Allerdings führten die intensiven Ausrottungsbemühungen in den 1930er Jahren dazu, dass der graue Wolf aus Nordamerika fast verschwunden war. „Er war einst die am weitesten verbreitete fleischfressende Wildtierart, bevor er in weiten Teilen seines ursprünglichen Verbreitungsgebiets ausgerottet wurde“, sagt Koblmüller.
Die Population des Grauwolfs hat sich seitdem wieder erholt, da Naturschützer ihren einzigartigen Wert für das Ökosystem erkannt haben. Vor allem die Wiederansiedlung von Wölfen im Yellowstone-Nationalpark im Jahr 1995 wird oft als Erfolgsgeschichte des Re-Wilding angesehen. Naturschützer fordern ein ähnliches Programm in Schottland im Vereinigten Königreich.
Jetzt haben sie sich durch Inzucht vermehrt, so dass sie viele genetische Probleme haben
Überraschenderweise wurde lange Zeit angenommen, dass der mexikanische Wolf einen eigenen Ursprung hat. Diese Unterart des Grauwolfs ist viel kleiner als ihr nordamerikanischer Verwandter. Leonard sagt, dass ihre Studie diesen Irrglauben nun ändern sollte.
„Wir haben gezeigt, dass die gesamte genetische Vielfalt, einschließlich der mexikanischen Wölfe, mit einem einzigen Kolonisationsereignis aus der eurasischen Population vereinbar ist“, sagt Leonard.

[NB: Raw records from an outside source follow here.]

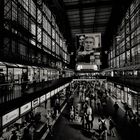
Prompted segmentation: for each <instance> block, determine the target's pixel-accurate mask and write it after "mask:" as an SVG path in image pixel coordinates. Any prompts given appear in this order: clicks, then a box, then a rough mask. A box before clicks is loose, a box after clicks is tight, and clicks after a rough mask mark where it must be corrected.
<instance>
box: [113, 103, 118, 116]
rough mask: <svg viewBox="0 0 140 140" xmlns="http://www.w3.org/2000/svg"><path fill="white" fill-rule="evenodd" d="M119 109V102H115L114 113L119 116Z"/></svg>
mask: <svg viewBox="0 0 140 140" xmlns="http://www.w3.org/2000/svg"><path fill="white" fill-rule="evenodd" d="M118 109H119V105H118V103H117V102H115V104H114V113H115V114H117V112H118Z"/></svg>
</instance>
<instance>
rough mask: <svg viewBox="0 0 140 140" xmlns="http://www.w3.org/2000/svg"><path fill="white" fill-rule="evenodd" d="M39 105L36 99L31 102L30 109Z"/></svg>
mask: <svg viewBox="0 0 140 140" xmlns="http://www.w3.org/2000/svg"><path fill="white" fill-rule="evenodd" d="M38 105H39V98H36V99H35V100H33V101H32V107H33V108H34V107H36V106H38Z"/></svg>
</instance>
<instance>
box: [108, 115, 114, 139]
mask: <svg viewBox="0 0 140 140" xmlns="http://www.w3.org/2000/svg"><path fill="white" fill-rule="evenodd" d="M114 129H115V124H114V122H113V120H112V119H111V116H109V134H110V136H113V137H115V131H114Z"/></svg>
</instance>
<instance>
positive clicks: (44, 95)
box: [40, 95, 45, 103]
mask: <svg viewBox="0 0 140 140" xmlns="http://www.w3.org/2000/svg"><path fill="white" fill-rule="evenodd" d="M44 101H45V95H43V96H41V97H40V103H43V102H44Z"/></svg>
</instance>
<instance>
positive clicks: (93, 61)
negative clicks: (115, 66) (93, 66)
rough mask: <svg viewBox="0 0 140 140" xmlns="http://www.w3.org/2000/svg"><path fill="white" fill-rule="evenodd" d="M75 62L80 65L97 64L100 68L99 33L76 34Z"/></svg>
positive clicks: (99, 40) (100, 52) (100, 36)
mask: <svg viewBox="0 0 140 140" xmlns="http://www.w3.org/2000/svg"><path fill="white" fill-rule="evenodd" d="M76 39H77V51H76V54H77V55H76V56H77V57H76V62H77V64H82V65H85V64H86V65H87V64H88V65H97V67H98V70H99V69H100V65H101V61H100V56H101V33H89V34H77V35H76Z"/></svg>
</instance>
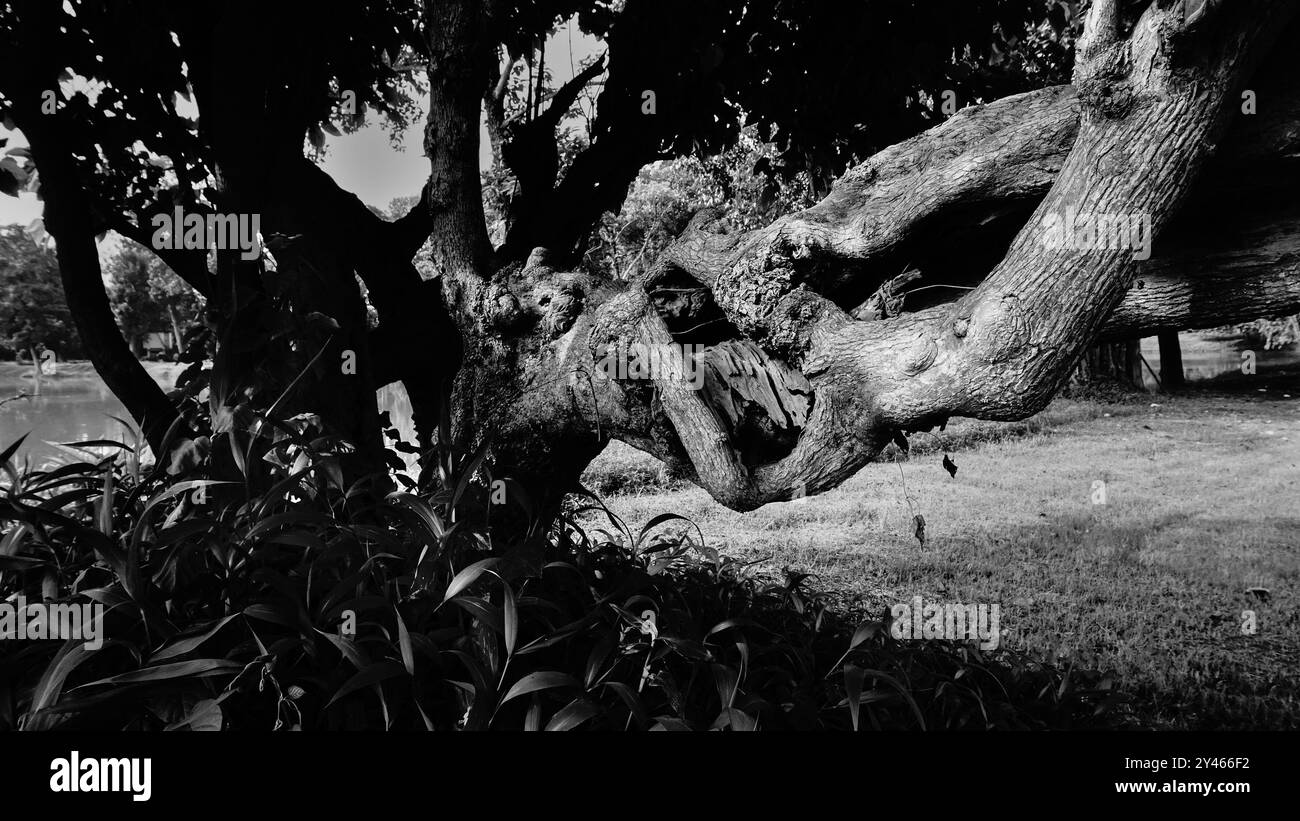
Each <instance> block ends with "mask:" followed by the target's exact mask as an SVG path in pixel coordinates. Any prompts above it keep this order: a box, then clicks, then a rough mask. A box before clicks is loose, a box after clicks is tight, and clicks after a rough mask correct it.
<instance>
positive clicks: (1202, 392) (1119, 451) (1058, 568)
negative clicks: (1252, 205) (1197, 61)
mask: <svg viewBox="0 0 1300 821" xmlns="http://www.w3.org/2000/svg"><path fill="white" fill-rule="evenodd" d="M1247 379H1248V378H1245V377H1242V378H1239V379H1236V381H1235V382H1234V381H1229V382H1227V383H1218V385H1216V387H1214V390H1201V391H1193V392H1188V394H1184V395H1179V396H1164V395H1160V394H1144V395H1136V396H1130V398H1127V399H1125V400H1122V401H1118V403H1104V401H1097V400H1091V401H1086V400H1066V399H1060V400H1057V401H1056V403H1054V404H1053V405H1052V407H1049V408H1048V409H1047V411H1045V412H1043V413H1040V414H1039V416H1036V417H1034V418H1031V420H1027V421H1026V422H1019V423H1014V425H997V423H989V422H974V421H966V420H959V421H954V422H953V423H952V425H950V426H949V427H948V430H946V431H945V433H943V434H937V436H928V435H923V434H918V435H915V436H914V438H913V442H914V446H913V452H911V455H910V457H909V456H902V455H901V453H896V452H893V451H891V452H887V453H885V455H884V459H887V460H897V461H885V462H878V464H872V465H868V466H867V468H866V469H863V470H862V472H861V473H858V475H855V477H853V478H852V479H850V481H848V482H845V483H844V485H842V486H841V487H839V488H836V490H833V491H831V492H827V494H823V495H819V496H814V498H810V499H805V500H801V501H785V503H774V504H770V505H766V507H763V508H761V509H758V511H754V512H751V513H736V512H732V511H728V509H727V508H723V507H722V505H719V504H716V503H715V501H714V500H712V499H711V498H710V496H708V495H707V494H706V492H705V491H702V490H699V488H697V487H694V486H690V485H682V483H672V482H669V483H667V485H666V483H664V481H662V473H660V470H659V466H658V462H655V461H654V460H651V459H649V457H646V456H645V455H642V453H640V452H637V451H634V449H632V448H628V447H627V446H621V444H619V443H615V444H614V446H611V447H610V448H608V449H607V451H606V452H604V453H603V455H602V456H601V457H599V459H598V460H597V461H595V462H593V465H591V466H590V468H589V469H588V474H586V477H585V479H586V483H588V487H591V488H593V490H595V491H597V492H598V494H601V495H602V496H603V498H604V499H606V503H607V504H608V505H610V508H611V509H612V511H614V512H615V513H616V514H619V516H620V517H623V518H624V520H625V521H627V524H628V525H629V526H630V527H633V530H636V529H640V527H641V526H642V525H643V524H645V522H646V521H649V520H650V518H651V517H654V516H655V514H659V513H663V512H675V513H680V514H682V516H686V517H688V518H690V520H693V521H694V522H695V524H698V526H699V529H701V530H702V531H703V535H705V538H706V540H707V542H708V543H710V544H711V546H714V547H716V548H719V549H720V551H722V552H724V553H725V555H729V556H735V557H737V559H742V560H748V561H754V562H755V565H754V568H755V570H757V572H759V573H763V574H774V575H777V574H780V572H781V569H783V568H785V566H788V568H790V569H792V570H803V572H809V573H815V574H816V575H818V578H816V579H815V581H816V586H818V587H820V588H823V590H829V591H832V592H835V594H836V596H837V598H839V599H840V600H841V601H842V605H844V607H862V608H866V609H868V611H870V612H872V613H876V614H879V613H880V612H881V611H884V609H887V608H888V607H889V605H891V604H893V603H898V601H906V600H909V599H910V598H911V596H913V595H918V594H919V595H922V596H924V598H926V599H927V600H936V601H959V603H971V604H974V603H987V604H993V603H998V604H1000V607H1001V626H1002V627H1004V631H1005V635H1004V637H1002V646H1004V647H1006V648H1011V650H1015V651H1021V652H1023V653H1027V655H1030V656H1032V657H1036V659H1040V660H1048V661H1054V663H1056V664H1058V665H1061V666H1069V665H1080V666H1086V668H1091V669H1100V670H1113V672H1114V673H1115V674H1117V676H1118V683H1119V686H1121V688H1123V690H1126V691H1128V692H1130V694H1131V695H1132V696H1134V699H1135V701H1134V707H1135V709H1136V712H1138V713H1139V714H1140V716H1141V717H1143V720H1144V721H1147V722H1149V724H1152V725H1153V726H1171V727H1203V729H1214V727H1230V726H1231V727H1252V726H1253V727H1273V729H1277V727H1290V729H1295V727H1300V698H1297V695H1296V686H1295V678H1296V674H1297V672H1300V607H1297V605H1300V596H1297V592H1296V582H1297V578H1300V379H1296V378H1295V374H1281V375H1278V377H1271V378H1269V379H1268V381H1266V382H1265V381H1264V379H1262V378H1257V379H1260V381H1257V382H1247ZM1261 387H1262V390H1261ZM944 452H948V453H950V455H952V457H953V460H954V461H956V464H957V466H958V472H957V475H956V478H953V477H949V475H948V473H946V472H945V470H944V468H943V466H941V464H940V461H941V459H943V455H944ZM1097 481H1101V482H1105V490H1106V500H1105V504H1095V503H1093V483H1095V482H1097ZM905 487H906V491H905ZM914 513H919V514H922V516H924V520H926V533H927V543H926V546H924V547H922V546H920V544H919V542H918V540H917V538H915V537H914V525H913V516H914ZM679 526H680V525H679ZM1253 588H1262V591H1253V592H1248V591H1251V590H1253ZM1243 611H1253V612H1255V617H1256V631H1255V634H1251V635H1248V634H1244V631H1243Z"/></svg>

Dieses neue Ergebnis könnte die Pläne zum Schutz der Wölfe ändern.
In dem Versuch, die mexikanischen Wölfe zu schützen, wurden sie weitgehend von anderen Wölfen isoliert gehalten, um Hybridisierung zu verhindern. „Jetzt sind sie durch Inzucht entstanden, so dass sie viele genetische Probleme haben“, sagt Leonard.
Es könnte also besser sein, die beiden Unterarten zusammenkommen zu lassen. „Diese gemeinsame Abstammung könnte dazu dienen, genetisches Material aus einer gesünderen Population zu rechtfertigen“, sagt Leonard.